Jason, przebywając z Allanem w Pokoju Wspólnym zupełnie stracił poczucie czasu. Wydawało mu się, że rozmawiają prawie całą noc. I pewnie owe wymienianie poglądów będzie trwać aż do świtu. Wtedy już nie będzie tak wesoło, a niewyspanym biegać po Hogwarcie i uczęszczać na zajęcia jest równe stuprocentowym wylądowaniem w Skrzydle Szpitalnym. Gdyby jednak tak się zastanowić, nie było to w zasadzie takie złe. Przed oczami ciemnowłosego Puchona przebiegła twarz nowej stażystki Pani Pomfrey, której spojrzenie było pełne profesjonalizmu, jak i również pewnej dozy wyższości nad innymi. No i skrywało coś, co Jasona zafascynowało bez reszty. W tym tkwiła jego słabość, o której nikt nie wiedział i na szczęście nie mógł wykorzystać tego przeciwko niemu. Miałby wtedy dość ciężki czas na pozbycie się tych naklejek, szufladkowania. Wszystkiego. Poukładać na nowo to, co jest wiecznym chaosem i swoistym piekłem? Samobójstwo. Wracając do tematu nowej stażystki. Nie miał okazji jej poobserwować, ani chociażby porozmawiać. Oczywiście w sumie nie powinien zanadto zbliżać się do takich osób poza sprawami hmm...szkolnymi. Wiąże się to ze złamaniem paru punktów regulaminu szkolnego i etycznego. Ale... zasady są po to, by je łamać prawda? Swoisty zakazany owoc kusi i smakuje ponoć najlepiej. Więc... może wystarczy jedno ugryzienie, by poczuć jak to jest zasmakować grzechu? Każdy ma jakieś swoje demony, straszne lub dziwne fetysze, które go nakręcają, złudzą i na końcu ciągną na dno po to, by potem utopić się myślami, do której nie chce się wracać. Szaleństwo, istne szaleństwo. Człowiek to jedna wielka zagadka.

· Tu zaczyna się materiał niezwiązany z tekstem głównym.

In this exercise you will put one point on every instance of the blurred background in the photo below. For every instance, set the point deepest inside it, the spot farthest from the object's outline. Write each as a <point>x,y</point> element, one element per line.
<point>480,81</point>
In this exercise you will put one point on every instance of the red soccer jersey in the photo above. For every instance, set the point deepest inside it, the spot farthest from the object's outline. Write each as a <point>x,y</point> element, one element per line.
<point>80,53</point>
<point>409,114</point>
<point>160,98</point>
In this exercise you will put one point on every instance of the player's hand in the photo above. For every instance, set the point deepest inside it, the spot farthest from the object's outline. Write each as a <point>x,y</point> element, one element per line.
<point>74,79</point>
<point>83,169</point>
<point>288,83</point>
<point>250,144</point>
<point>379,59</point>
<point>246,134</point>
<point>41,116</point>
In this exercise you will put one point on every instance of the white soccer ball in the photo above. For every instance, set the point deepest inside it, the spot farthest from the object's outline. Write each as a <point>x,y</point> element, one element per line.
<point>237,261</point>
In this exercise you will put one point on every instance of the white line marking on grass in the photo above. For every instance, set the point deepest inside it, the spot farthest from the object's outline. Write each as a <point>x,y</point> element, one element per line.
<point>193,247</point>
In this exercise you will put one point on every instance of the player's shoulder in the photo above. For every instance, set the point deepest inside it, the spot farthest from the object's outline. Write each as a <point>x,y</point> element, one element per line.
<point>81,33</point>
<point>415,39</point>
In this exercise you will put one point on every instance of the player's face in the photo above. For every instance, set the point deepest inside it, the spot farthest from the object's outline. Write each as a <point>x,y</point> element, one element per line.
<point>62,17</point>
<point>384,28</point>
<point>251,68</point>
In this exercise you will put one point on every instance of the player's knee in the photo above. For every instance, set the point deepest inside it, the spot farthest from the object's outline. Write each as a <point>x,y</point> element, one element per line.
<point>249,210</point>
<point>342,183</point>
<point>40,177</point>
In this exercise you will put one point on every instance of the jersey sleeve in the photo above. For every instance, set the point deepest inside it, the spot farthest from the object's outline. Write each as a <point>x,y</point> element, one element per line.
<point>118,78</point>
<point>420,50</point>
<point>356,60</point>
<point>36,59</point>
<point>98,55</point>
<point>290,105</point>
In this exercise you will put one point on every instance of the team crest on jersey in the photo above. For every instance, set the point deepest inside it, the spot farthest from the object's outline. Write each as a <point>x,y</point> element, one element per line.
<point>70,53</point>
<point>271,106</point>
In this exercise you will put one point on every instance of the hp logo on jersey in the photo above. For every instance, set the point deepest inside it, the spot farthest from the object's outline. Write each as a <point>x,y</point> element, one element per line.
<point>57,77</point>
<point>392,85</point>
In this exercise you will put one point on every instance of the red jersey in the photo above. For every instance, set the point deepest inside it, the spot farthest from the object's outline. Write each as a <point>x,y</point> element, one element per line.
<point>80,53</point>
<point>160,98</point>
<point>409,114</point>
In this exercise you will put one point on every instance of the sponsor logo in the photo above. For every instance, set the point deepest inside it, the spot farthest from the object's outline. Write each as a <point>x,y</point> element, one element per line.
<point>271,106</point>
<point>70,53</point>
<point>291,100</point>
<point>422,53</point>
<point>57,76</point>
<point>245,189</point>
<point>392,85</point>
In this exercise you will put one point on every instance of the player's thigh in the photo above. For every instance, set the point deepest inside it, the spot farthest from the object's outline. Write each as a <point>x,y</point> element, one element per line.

Czy ta rozmowa byłą licytacją, który nich bardziej cierpi? Nie, skąd. I śmieszne było, że umysł Allana tak właśnie mu sprawę przedstawił. Jason myślał o tym trochę inaczej. W swojej spaczonej wyobraźni widział ich stojących naprzeciwko siebie w odległości paru metrów, w czarnych długich szatach i w czarnych maskach bez wizerunku. Pustka. Ciemność nie do ogarnięcia. I te dwa mózgi, których wyładowania neuronowe w niektórych częściach wyglądały niemalże identycznie, niektóre bardziej nasilone, inne mniej. Jednak powodujące prawie te same objawy, reakcje na ludzi i ich zachowanie, na pewne wydarzenia, w których dwaj Puchoni codziennie uczestniczą. Czy to zajęcia, odpoczynek, a nawet posiłek. Zmaganie się ze sobą, z własnym mrokiem czającym się w najbardziej oddalonych partiach naszej podświadomości ma miejsce niemalże w każdej chwili.

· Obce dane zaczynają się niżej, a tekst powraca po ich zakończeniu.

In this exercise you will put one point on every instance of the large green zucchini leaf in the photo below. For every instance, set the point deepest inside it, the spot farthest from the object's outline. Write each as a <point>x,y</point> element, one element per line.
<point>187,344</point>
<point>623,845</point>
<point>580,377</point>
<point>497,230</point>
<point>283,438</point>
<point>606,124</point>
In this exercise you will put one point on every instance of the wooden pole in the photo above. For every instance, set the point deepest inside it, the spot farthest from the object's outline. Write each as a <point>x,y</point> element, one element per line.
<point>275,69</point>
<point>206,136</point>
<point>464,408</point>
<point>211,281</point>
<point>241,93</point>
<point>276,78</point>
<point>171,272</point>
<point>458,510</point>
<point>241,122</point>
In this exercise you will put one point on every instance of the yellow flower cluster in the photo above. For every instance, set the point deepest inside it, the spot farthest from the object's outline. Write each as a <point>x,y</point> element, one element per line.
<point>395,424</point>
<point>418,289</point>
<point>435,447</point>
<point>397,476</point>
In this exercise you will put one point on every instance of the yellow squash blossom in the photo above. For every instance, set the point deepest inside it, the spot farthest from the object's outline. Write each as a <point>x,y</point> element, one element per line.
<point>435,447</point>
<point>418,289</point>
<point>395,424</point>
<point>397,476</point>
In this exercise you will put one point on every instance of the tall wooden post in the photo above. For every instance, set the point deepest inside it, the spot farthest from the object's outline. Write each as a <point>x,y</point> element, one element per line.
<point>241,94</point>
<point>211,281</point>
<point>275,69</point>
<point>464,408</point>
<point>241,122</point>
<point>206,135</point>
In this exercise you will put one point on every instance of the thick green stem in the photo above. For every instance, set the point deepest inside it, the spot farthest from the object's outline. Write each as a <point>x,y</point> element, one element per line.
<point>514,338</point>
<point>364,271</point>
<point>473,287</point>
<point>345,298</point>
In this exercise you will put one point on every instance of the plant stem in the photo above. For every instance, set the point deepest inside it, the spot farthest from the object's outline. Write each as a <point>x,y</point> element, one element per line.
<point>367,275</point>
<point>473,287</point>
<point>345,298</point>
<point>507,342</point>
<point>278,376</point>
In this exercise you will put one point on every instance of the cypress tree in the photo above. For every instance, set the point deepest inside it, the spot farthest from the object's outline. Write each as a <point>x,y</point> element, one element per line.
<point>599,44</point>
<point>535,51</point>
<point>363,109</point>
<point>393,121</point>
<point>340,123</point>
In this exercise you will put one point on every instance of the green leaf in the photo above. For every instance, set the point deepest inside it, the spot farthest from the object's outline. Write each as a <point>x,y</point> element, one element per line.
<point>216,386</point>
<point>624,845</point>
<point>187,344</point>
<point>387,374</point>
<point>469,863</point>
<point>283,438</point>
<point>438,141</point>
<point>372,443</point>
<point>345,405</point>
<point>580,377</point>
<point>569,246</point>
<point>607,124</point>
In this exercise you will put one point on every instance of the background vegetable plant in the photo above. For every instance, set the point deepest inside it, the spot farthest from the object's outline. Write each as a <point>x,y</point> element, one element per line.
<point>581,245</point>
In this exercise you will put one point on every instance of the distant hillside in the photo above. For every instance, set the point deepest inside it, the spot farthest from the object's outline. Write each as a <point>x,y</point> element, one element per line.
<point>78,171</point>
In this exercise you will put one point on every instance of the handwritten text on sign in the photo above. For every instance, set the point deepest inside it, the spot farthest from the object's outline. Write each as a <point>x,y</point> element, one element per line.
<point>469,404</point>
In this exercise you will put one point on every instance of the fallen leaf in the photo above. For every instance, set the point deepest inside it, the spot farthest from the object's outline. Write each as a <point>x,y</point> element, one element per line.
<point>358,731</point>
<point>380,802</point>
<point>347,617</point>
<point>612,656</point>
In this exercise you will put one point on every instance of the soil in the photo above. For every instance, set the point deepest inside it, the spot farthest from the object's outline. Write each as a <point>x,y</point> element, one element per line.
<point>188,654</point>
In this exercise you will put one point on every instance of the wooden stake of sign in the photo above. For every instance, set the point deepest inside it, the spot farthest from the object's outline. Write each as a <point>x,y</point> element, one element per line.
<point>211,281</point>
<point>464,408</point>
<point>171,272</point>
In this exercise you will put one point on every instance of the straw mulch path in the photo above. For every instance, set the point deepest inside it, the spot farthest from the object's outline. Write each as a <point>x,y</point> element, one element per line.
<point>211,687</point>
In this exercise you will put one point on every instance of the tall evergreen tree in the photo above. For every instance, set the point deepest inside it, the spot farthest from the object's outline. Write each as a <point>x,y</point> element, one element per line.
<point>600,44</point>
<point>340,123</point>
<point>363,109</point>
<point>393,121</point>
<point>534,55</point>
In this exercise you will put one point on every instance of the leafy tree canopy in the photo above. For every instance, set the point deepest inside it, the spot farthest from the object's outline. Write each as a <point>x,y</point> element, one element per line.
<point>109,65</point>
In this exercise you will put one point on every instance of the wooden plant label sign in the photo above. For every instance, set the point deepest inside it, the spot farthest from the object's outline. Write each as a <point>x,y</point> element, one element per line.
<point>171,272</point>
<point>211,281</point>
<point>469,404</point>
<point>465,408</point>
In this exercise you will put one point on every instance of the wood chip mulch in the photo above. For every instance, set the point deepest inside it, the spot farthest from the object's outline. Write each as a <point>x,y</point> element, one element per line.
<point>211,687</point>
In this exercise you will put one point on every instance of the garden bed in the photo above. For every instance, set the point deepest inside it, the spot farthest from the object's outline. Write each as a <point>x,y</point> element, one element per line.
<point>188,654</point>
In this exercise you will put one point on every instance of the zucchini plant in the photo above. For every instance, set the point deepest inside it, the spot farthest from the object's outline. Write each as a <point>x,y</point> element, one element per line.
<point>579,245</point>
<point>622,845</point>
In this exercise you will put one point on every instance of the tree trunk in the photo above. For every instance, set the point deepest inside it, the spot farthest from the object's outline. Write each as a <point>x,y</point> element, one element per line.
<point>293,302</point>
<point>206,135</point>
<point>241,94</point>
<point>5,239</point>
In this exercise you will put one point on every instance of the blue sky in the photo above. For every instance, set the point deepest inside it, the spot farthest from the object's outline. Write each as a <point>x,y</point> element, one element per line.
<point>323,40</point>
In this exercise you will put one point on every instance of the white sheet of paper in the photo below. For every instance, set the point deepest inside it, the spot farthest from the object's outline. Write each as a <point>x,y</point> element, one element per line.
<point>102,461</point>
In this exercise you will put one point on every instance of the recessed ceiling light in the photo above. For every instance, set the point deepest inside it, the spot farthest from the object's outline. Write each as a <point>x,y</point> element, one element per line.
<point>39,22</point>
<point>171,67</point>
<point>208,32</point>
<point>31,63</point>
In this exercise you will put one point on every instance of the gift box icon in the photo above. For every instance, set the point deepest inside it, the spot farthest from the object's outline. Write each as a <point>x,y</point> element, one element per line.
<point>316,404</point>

No już, cicho. Tylko nie zaczynaj opowiadać o tym, jak bardzo mnie rozumiesz, bo puszczę pawia śniadaniem.
Jason na jego odpowiedź uniósł brwi z lekkim...zażenowaniem? Nie. Rozczarowaniem - o, lepsze słowo. Spodziewał się jakiejś normalnej odpowiedzi od kolegi z roku, bądź co bądź nie byli już dziećmi i pewne poglądy na temat życia już zdążyli sobie wyrobić. W dodatku chichot wcale nie ułatwił sprawy, a wręcz tylko ją pogorszył. Jason wziął głęboki wdech i wypuścił powietrze powoli czując, jak poziom adrenaliny powoli wzrasta. Mimo tego nadal był spokojny. Mało rzeczy było w stanie wyprowadzić go z równowagi. Teraz nie będzie wyjątku.
Na kolejne sformułowanie Allana spojrzał w sufit Pokoju Wspólnego, jakby się nad czymś ciężko zastanawiał. Tak naprawdę w jego umyśle szalało teraz wszystko i mieszało się ze sobą. Normalnie nazwalibyśmy to burzą mózgów. Jason wiedział, że z nadmiaru myślenia zacznie mieć bóle migrenowe, a te są niesamowicie wyniszczające i wręcz paraliżujące. O, kolejny powód by pójść do Skrzydła Szpitalnego. Kąciki jego warg drgnęły niezauważalnie.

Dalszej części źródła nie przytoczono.